Несовершенные любовники (Флетьо) - страница 12

— Так кто из них мальчик? — звенел голос Клода Бланкара, а новенькие с невозмутимым видом стояли перед орущим классом, не сдвинувшись ни на шаг, будто не слыша этого рева. Ну, вылитые аристократы, надменно поглядывающие на своих слуг, подумал я в тот момент, а может, и не в тот, а сейчас, когда вспоминаю эту сцену.

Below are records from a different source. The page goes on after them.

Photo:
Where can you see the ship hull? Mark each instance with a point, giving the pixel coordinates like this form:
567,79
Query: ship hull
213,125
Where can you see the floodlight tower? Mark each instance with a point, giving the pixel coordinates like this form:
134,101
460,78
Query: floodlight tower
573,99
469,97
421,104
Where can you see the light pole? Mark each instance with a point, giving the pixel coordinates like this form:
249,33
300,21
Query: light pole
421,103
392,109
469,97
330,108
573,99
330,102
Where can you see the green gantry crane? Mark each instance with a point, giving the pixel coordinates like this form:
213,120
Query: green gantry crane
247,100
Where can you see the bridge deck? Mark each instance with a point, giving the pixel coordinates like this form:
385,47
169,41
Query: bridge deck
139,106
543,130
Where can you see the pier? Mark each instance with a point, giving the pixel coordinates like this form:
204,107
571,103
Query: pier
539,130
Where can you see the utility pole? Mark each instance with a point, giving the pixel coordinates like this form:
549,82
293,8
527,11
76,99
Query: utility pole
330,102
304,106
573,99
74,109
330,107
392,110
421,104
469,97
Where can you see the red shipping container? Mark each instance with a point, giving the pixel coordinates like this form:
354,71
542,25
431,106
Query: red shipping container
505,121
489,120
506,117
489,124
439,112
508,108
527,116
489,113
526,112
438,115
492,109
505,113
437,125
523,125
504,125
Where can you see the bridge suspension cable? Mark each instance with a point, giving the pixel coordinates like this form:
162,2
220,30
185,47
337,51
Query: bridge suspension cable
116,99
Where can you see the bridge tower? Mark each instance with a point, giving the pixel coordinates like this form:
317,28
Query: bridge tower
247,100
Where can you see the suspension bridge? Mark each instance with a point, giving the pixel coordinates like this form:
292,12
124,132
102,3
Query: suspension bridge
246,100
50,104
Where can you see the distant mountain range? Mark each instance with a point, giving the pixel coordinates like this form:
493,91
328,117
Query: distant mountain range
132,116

Для своего возраста они были довольно крупными, успел отметить я, завороженный этим спектаклем, как новый приступ апноэ накатил на меня. Не знаю, что они прочитали на моем лице, но один их них вдруг сделал шаг вперед и очень четким, хорошо поставленным голосом, произнес: «Я Лео. А ее зовут Камилла». Тот апломб, с которым он представился, уже сам по себе был удивительным, но добило нас, думаю, продолжение. Второй новенький, то есть девчонка, тоже сделала шаг вперед и сказала: «Я Камилла. А его зовут Лео. Мы близнецы». После чего они направились прямо ко мне (для этого им пришлось пройти по всему проходу, так как мы, «проветренные», сидели на галерке) и по очереди протянули мне руку. «Здравствуй, как тебя зовут?» — спросили они с легким акцентом, который мне показался несколько слащавым. Во внезапно повисшей тишине я едва слышно пробормотал: «Рафаэль». — «Мы ничего не поняли, — признались они мне позже, — что-то вроде Рафу», и когда они хотели подколоть меня, то звали Рафу, придумывая самые разнообразные варианты, которыми я мог бы заполнить целую страницу, чтобы быстрее дойти до сотой, правда, Наташа? Ну, а что было дальше, я уже и не помню. Кажется, учительница снова взяла класс в свои руки, а затем пришли техничка и садовник, они принесли столы для новеньких, и вообще, урок уже заканчивался, а новенькие стали не такими уж новенькими.

А мы и не припоминаем ничего такого, — сказали они, кажется, три или пять лет тому назад. В любом случае, это было уже в Париже, когда мы сидели у них дома или, может, в кафе.

«А мы и не припоминаем ничего такого!» Да наполнятся радостью их души! Они желают быть вне истории, вне генеалогии, они хотят быть лишенными порта приписки метеоритами, свалившимися с неба, прибывшими сюда сразу шестнадцатилетними, они не желают быть убийцами, и я не знаю, чего они вообще желают, они, разрушившие мою жизнь.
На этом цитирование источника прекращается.